Estava em causa o pastoreio e o queijo artesanal. Uma actividade de grande tradição e, claro, se houvesse vontade, de grande futuro.
Uma equipa de técnicos com formação social, foi chamada a elaborar um programa, faseado no tempo, com o objectivo de dar um novo fôlego a esta actividade. E um conjunto de iniciativas foram sendo concretizadas, nomeadamente, o estudo de caracterização do pastoreio e a organização de concursos para apuramento da qualidade.
Faltava a componente técnica. E surge o nome do Dr. Vieira de Sá. Um dos elementos da equipa conhecia o seu trabalho de investigação acerca do queijo artesanal de ovelha, por terras da Estrela.
Não me era estranho o nome. Soube agora que trabalhou durante algum tempo na região de Aveiro, onde nasci. Sendo duma família de agricultores então produtora de leite, provavelmente um nome referido lá em casa e captado ainda em criança.
Organizado o regulamento do concurso, fomos ao LNETI, pedir a sua opinião e também apoio de um técnico que integrasse o júri. Éramos uma equipa de três elementos. Uma ligeira espera e mandaram-nos entrar. Apresentações feitas, dissemos ao que vínhamos.
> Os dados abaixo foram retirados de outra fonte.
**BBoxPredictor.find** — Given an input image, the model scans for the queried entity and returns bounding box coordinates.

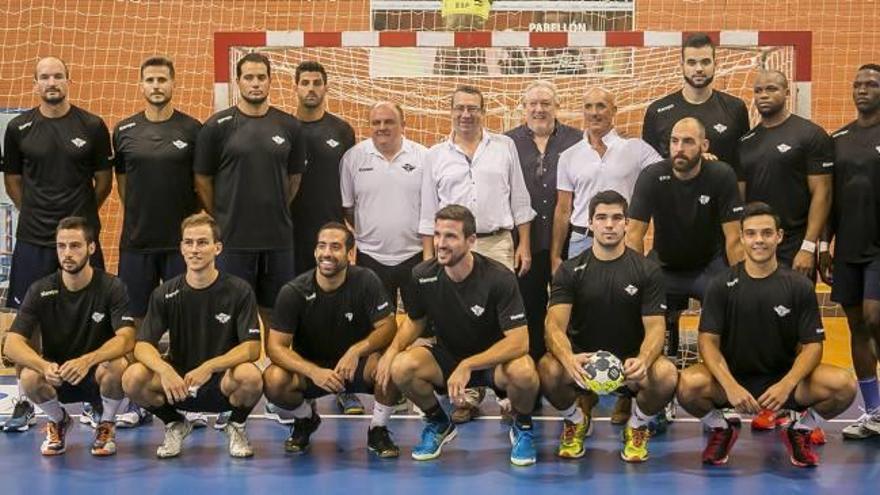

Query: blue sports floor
[0,377,880,495]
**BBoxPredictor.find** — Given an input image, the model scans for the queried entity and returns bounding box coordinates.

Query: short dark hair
[55,217,95,244]
[293,60,327,84]
[589,189,629,221]
[449,84,485,110]
[740,201,782,230]
[141,55,174,79]
[681,33,715,60]
[180,212,220,242]
[434,205,477,237]
[315,222,354,251]
[235,52,272,79]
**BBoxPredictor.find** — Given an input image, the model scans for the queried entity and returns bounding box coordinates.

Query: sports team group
[2,34,880,467]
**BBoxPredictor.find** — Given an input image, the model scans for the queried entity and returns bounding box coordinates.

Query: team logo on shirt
[773,304,791,316]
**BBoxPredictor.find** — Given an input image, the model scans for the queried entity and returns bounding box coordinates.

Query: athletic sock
[147,403,185,425]
[101,395,125,423]
[794,407,822,431]
[560,401,586,424]
[700,409,730,429]
[859,376,880,414]
[627,398,656,429]
[37,399,65,423]
[370,402,394,428]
Depois de alguns ajustes ao texto do regulamento, surge a frase “ Sim eu mesmo irei”. Não veio só. Da sua equipa veio também a Dra Manuela Barbosa.
“Sim eu mesmo irei”. Tudo tão simples! Situação rara neste nosso país.
Quando saímos do LNETI, estávamos entusiasmadíssimos, pela resposta afirmativa. Éramos agora uma equipa mais completa e, sobretudo, muito motivada.
E durante cinco anos, no período de Carnaval, trabalhou connosco. E sempre o acompanhou Maria Elvira, sua mulher e, quando possível, os seus netos.
Foram anos de trabalho em prol da qualidade do Queijo Serra da Estrela, uma experiência marcante, pelos resultados conseguidos, pelo muito que aprendi e, sobretudo, pela Amizade, que o tempo não conseguiu apagar, quando a vida naturalmente nos traçou outros destinos. Para mim um privilégio.
Lembro com emoção e muita saudade a sua mulher, Maria Elvira. A serenidade, a lucidez, o sorriso, a sua palavra amiga. A minha sentida homenagem.
E agora, olho estes títulos e acho que sou uma pessoa com sorte. Eu tenho nas minhas mãos as obras, com o registo de vida, que o Dr. Vieira de Sá nos quis deixar!


Reconhecida, envio daqui o meu abraço amigo.


Angelina de Sousa Barbosa

3/07/08

quinta-feira, 3 de julho de 2008

RECORDANDO BENTO DE JESUS CARAÇA E A «BIBLIOTECA COSMOS»

«O principal motivo destas páginas assentou no desejo de dar maior conhecimento, nomeadamente aos meus colegas veterinários, de um acervo de correspondência enviada por mim ao Prof. Bento de Jesus Caraça, através da qual se discutiu e balizou o interesse de incluir no programa editorial da "Biblioteca Cosmos" uma secção contemplando temas do âmbito da «Produção e Indústria Animal na Civilização Humana", contribuindo assim, não só para um maior universo de intervenção cultural popular da publicação, como ilustrando, ao vivo, a generosa disponibilidade da direcção de Bento Caraça à frente dessa sua grande iniciativa que foi a Cosmos nunca descurando o esmero ou subestimando a finalidade.
Agora, com a publicação da aprimorada obra Biblioteca Cosmos. Um Projecto Cultural do Prof. Bento de Jesus Caraça (Novembro de 2001) com que a Fundação Calouste Gulbenkian quis comemorar o centenário do nascimento de Bento Caraça, e onde se aflora tal assunto como exemplo de engajamento e participação dos colaboradores, materializadores do referido projecto, pareceu-me de todo o propósito dar a conhecer um pouco mais detalhadamente a história desse labor que, directa e indirectamente, acabou por se confundir com todas as outras colaborações vindas das respectivas áreas de expressão humana, criando assim um dos mais acabados exemplos de divulgação em língua portuguesa dos grandes temas que configuram e enaltecem a humanidade em todas as suas vertentes do pensamento e acção.»

«Nota Prévia», Cartas na Mesa - Recordando Bento de Jesus Caraça e a «Biblioteca Cosmos», Lisboa, Moinho de Papel, 2004, pp. 13-14.